ローマ時代の浴場設計士が主人公。ふとしたことから現代の日本の銭湯やら温泉へのワープを何回も繰り返すことになりそこで見たものをローマで再現して…というお話。荒唐無稽ながらなかなか面白い。
浴場の描き方もさることながら、ワープしてやってきた銭湯で日本人を見て奴隷衆だと思い込むのがウケた。古代ローマ人が何の先入観もなく日本人に接して自分たちよりも劣る人間だと判断したという設定に納得している自分に苦笑した。
温泉卵を作っている傍らで入浴している(火傷すんだろ!)という場面など、ちょっと突っ込みたくなるところもあったものの、風呂&温泉好きならグフフ…と笑って読めると思う。
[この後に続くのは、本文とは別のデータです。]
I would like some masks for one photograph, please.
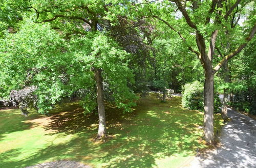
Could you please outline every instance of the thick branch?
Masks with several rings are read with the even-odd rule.
[[[190,26],[191,27],[197,29],[197,26],[196,25],[196,24],[195,24],[191,20],[191,19],[188,15],[188,14],[187,12],[187,11],[186,9],[183,7],[182,6],[182,4],[181,4],[180,1],[179,0],[169,0],[171,2],[174,2],[176,5],[178,7],[178,8],[179,10],[182,13],[182,15],[185,18],[185,19],[186,20],[186,21],[187,23],[187,24]]]
[[[209,10],[209,12],[208,12],[208,16],[206,17],[206,19],[205,20],[205,25],[206,25],[207,24],[208,24],[210,22],[210,15],[211,14],[212,14],[212,13],[214,12],[214,10],[215,9],[215,7],[216,7],[216,5],[217,5],[217,3],[218,3],[218,0],[212,0],[212,2],[211,3],[211,5],[210,6],[210,10]]]
[[[251,32],[249,36],[246,38],[246,41],[249,41],[252,39],[256,32],[256,24],[254,24],[253,27],[251,30]],[[237,53],[239,53],[246,45],[246,43],[244,43],[241,45],[239,47],[238,47],[237,49],[236,49],[233,52],[229,53],[229,54],[225,56],[223,59],[221,61],[221,62],[218,64],[218,65],[214,68],[214,73],[216,73],[220,68],[222,67],[222,66],[228,61],[228,60],[230,59],[234,55],[236,55]]]
[[[216,42],[216,38],[217,37],[219,31],[216,30],[211,33],[210,41],[210,46],[208,52],[208,59],[210,61],[212,61],[213,56],[214,54],[214,49],[215,48],[215,43]]]
[[[232,11],[233,11],[234,8],[236,8],[237,7],[238,4],[239,4],[239,3],[241,2],[241,1],[242,0],[238,0],[236,2],[236,3],[234,5],[233,5],[233,6],[230,8],[230,9],[229,9],[229,10],[227,11],[227,13],[226,13],[226,14],[224,17],[225,19],[226,20],[227,19],[227,17],[230,15],[230,14],[232,13]]]
[[[180,37],[181,38],[181,39],[182,39],[182,40],[184,42],[186,42],[186,39],[185,39],[183,36],[182,36],[182,35],[181,34],[181,33],[179,32],[178,30],[177,30],[176,29],[175,29],[174,27],[173,27],[170,24],[169,24],[169,23],[168,22],[167,22],[166,20],[164,20],[164,19],[161,18],[160,17],[157,16],[156,16],[156,15],[153,15],[152,17],[154,17],[158,19],[159,19],[159,20],[161,20],[162,21],[162,22],[163,22],[164,23],[165,23],[169,28],[170,28],[170,29],[172,29],[173,31],[175,31],[175,32],[176,32],[177,33],[178,33],[179,34],[179,35],[180,36]],[[194,49],[191,46],[188,46],[188,49],[189,50],[190,50],[191,51],[193,52],[194,53],[195,53],[195,54],[197,54],[197,55],[199,56],[200,55],[200,53],[199,52],[195,50],[195,49]]]
[[[223,54],[221,53],[221,50],[220,50],[220,48],[219,48],[218,47],[215,47],[215,48],[216,48],[217,49],[217,51],[218,51],[218,52],[219,52],[219,53],[220,54],[220,55],[222,57],[223,57]]]
[[[88,20],[83,18],[82,17],[79,17],[79,16],[64,16],[63,15],[56,15],[51,19],[43,20],[42,21],[42,22],[47,22],[52,21],[53,21],[54,20],[56,20],[58,17],[66,18],[71,19],[81,20],[82,21],[83,21],[84,22],[85,22],[86,23],[87,23],[87,24],[88,24],[90,25],[91,25],[91,23]]]

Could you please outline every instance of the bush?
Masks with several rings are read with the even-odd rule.
[[[204,86],[198,81],[185,85],[182,91],[182,106],[190,109],[203,111],[204,109],[203,100]],[[215,113],[220,111],[219,107],[221,103],[218,94],[214,97]]]
[[[7,101],[11,102],[15,106],[18,106],[22,111],[22,114],[28,116],[28,108],[34,108],[38,110],[36,104],[37,96],[34,94],[36,90],[34,86],[28,87],[23,89],[16,91],[12,90],[10,93],[10,100]]]

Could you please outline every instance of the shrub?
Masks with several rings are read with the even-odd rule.
[[[22,114],[27,117],[29,113],[28,108],[34,108],[38,109],[36,106],[37,97],[34,94],[36,90],[35,87],[32,86],[18,91],[12,90],[10,93],[9,101],[14,106],[18,106],[22,110]]]
[[[190,109],[203,111],[204,109],[203,101],[204,86],[203,83],[198,81],[185,85],[182,91],[182,106]],[[221,103],[218,94],[215,94],[214,97],[215,113],[220,111],[219,107]]]

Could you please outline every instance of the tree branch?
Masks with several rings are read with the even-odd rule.
[[[237,7],[237,6],[239,4],[242,0],[238,0],[236,3],[233,5],[233,6],[229,9],[229,10],[227,11],[227,13],[225,15],[224,18],[225,20],[227,19],[227,17],[230,15],[232,13],[232,11]]]
[[[169,24],[169,23],[168,22],[167,22],[166,20],[164,20],[164,19],[161,18],[160,17],[157,16],[156,16],[156,15],[153,15],[152,17],[154,17],[158,19],[159,19],[159,20],[161,20],[162,21],[162,22],[163,22],[164,23],[165,23],[169,28],[170,28],[170,29],[172,29],[173,31],[175,31],[175,32],[176,32],[177,33],[178,33],[178,34],[179,34],[179,35],[180,36],[180,37],[181,38],[181,39],[182,39],[182,40],[184,42],[186,42],[186,39],[185,39],[183,36],[182,36],[182,35],[181,34],[181,33],[179,32],[178,30],[177,30],[176,29],[175,29],[174,27],[173,27],[170,24]],[[197,55],[199,56],[200,55],[200,53],[199,52],[195,50],[195,49],[194,49],[191,46],[188,46],[188,49],[189,50],[190,50],[191,52],[195,53],[196,54],[197,54]]]
[[[188,14],[187,12],[187,11],[186,9],[183,7],[182,6],[182,4],[181,4],[180,1],[179,0],[169,0],[170,2],[175,2],[176,5],[178,7],[178,8],[179,10],[182,13],[182,15],[185,18],[185,20],[186,20],[186,21],[187,23],[187,24],[190,26],[191,27],[195,29],[196,30],[197,29],[197,26],[196,25],[196,24],[195,24],[191,20],[191,19],[188,15]]]
[[[253,37],[255,32],[256,24],[254,24],[253,27],[252,29],[251,32],[250,32],[250,34],[249,34],[249,36],[245,39],[246,41],[249,41],[251,40]],[[219,64],[218,64],[218,65],[216,65],[216,66],[214,68],[214,72],[215,73],[216,73],[227,61],[233,57],[237,53],[239,53],[245,47],[246,44],[247,44],[245,43],[240,45],[240,46],[237,48],[233,52],[225,56],[221,61],[221,62]]]
[[[223,57],[223,54],[221,53],[221,50],[220,50],[220,48],[219,48],[218,47],[215,47],[215,48],[216,48],[217,49],[217,51],[218,51],[218,52],[219,52],[219,53],[220,54],[220,55],[222,57]]]
[[[56,15],[52,18],[43,20],[41,21],[41,22],[47,22],[52,21],[53,21],[54,20],[56,20],[58,17],[66,18],[71,19],[81,20],[82,21],[83,21],[84,22],[85,22],[86,23],[87,23],[87,24],[88,24],[90,26],[91,25],[91,23],[88,20],[83,18],[82,17],[79,17],[79,16],[64,16],[63,15]]]
[[[214,10],[215,9],[215,7],[216,7],[216,5],[218,4],[217,3],[218,3],[218,0],[212,0],[212,2],[211,3],[211,5],[210,10],[209,10],[209,12],[208,12],[208,16],[207,16],[207,17],[206,17],[205,23],[204,23],[205,25],[206,25],[207,24],[208,24],[210,22],[210,15],[214,12]]]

ところどころに挿入されているコラム風の文章によると、作者のヤマザキマリ氏はイタリア留学経験があり、現在ポルトガルに住んでいるらしい。とにかく不思議なマンガ。
普段マンガ本売り場なんて行かないし、連載されているコミックビームなんていう雑誌、見たことも聞いたこともない私にとって、まったく新しい世界だった。たまにはこんな刺激も楽しい。
多分、2巻目も出たら買ってしまうだろう。しかし、そんなにネタが続くんだろうか。大深度掘削技術を持ち帰ってローマ帝国のありとあらゆるところに温泉…なんて展開にならないことを祈りたい。